Entering edit mode
4.9 years ago
Ati
▴
50
I have used CollectRnaSeqMetrics
to check the numbers of reads with the correct/incorrect strand designation. The results showed that more than 80% of reads in almost all of the samples are mapped to the incorrect strand!
What would be a good explanation for these results?
Thank you in advance!
Every RNAseq kit out there does not capture the reverse strand. There are some that capture coding strand as well. Have you checked into what kind of kit was used?
I'm not sure about the exact kit but it was a stranded RNA-seq library prep kit.
Make sure to set the right flags and use the tool correctly, depending on the library prep either the second in pair or the first in pair will indicate the correct strand. So you can easily get the opposite result.
Do visualize your data as well.
Thanks! As my data is paired I have specified
STRAND=SECOND_READ_TRANSCRIPTION_STRAND
. That's why I'm a bit surprise with the results!That setting has nothing do with the data being paired-end. You need to identify which strand was captured by library prep and got sequenced.

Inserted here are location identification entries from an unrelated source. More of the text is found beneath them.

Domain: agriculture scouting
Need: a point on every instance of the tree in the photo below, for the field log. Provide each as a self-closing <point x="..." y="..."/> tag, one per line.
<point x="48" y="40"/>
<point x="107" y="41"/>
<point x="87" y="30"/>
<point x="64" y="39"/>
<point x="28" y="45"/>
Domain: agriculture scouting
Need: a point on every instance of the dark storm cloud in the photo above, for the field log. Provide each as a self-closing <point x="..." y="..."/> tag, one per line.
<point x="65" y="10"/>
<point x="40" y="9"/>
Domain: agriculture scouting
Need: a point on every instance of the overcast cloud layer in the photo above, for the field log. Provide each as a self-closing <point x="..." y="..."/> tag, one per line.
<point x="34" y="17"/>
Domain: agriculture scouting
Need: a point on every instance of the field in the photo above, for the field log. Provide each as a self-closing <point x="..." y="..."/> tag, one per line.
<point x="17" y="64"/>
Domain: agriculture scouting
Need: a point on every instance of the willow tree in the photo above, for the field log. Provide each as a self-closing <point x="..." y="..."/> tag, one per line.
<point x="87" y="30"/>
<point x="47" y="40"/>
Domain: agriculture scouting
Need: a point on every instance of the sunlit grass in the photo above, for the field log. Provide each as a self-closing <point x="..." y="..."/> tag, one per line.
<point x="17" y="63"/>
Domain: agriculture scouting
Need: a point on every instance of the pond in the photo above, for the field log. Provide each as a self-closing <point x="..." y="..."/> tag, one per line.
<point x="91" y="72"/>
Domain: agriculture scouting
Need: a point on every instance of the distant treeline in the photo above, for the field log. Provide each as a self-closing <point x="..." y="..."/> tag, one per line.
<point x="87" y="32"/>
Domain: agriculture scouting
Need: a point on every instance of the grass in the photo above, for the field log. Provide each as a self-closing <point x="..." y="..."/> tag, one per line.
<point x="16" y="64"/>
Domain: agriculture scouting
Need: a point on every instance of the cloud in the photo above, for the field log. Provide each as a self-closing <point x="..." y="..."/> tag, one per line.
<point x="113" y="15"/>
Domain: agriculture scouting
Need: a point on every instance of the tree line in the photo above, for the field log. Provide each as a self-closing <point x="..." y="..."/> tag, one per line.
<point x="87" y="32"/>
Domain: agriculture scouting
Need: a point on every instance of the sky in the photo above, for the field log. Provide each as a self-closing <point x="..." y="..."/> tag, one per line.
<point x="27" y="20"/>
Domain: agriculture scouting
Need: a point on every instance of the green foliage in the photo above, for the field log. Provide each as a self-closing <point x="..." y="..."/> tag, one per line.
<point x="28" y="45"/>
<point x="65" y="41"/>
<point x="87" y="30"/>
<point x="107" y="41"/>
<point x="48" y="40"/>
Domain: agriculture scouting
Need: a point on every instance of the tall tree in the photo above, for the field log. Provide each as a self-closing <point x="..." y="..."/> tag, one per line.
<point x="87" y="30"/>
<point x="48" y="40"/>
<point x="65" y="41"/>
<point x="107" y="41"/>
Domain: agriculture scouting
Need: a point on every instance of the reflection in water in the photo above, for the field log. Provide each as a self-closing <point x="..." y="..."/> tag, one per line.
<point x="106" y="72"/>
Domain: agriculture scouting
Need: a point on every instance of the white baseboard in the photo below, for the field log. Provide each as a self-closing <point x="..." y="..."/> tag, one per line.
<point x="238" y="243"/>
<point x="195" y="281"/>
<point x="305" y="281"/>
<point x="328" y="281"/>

See this image: A: Tophat Library-Type : Illumina Truseq Stranded Total Rna Sample Prep Kit
Plus the nomenclature is non standardized and quite confusing. Different tools may designate the same protocol with different names.
For example, the TrueSeq Illumina protocol when analyzed with TopHat you need to specify
fr-firststrand
designation, but as a matter of fact, in the read pair, the second in pair will match in the original orientation.That's now clear to me! Thank you!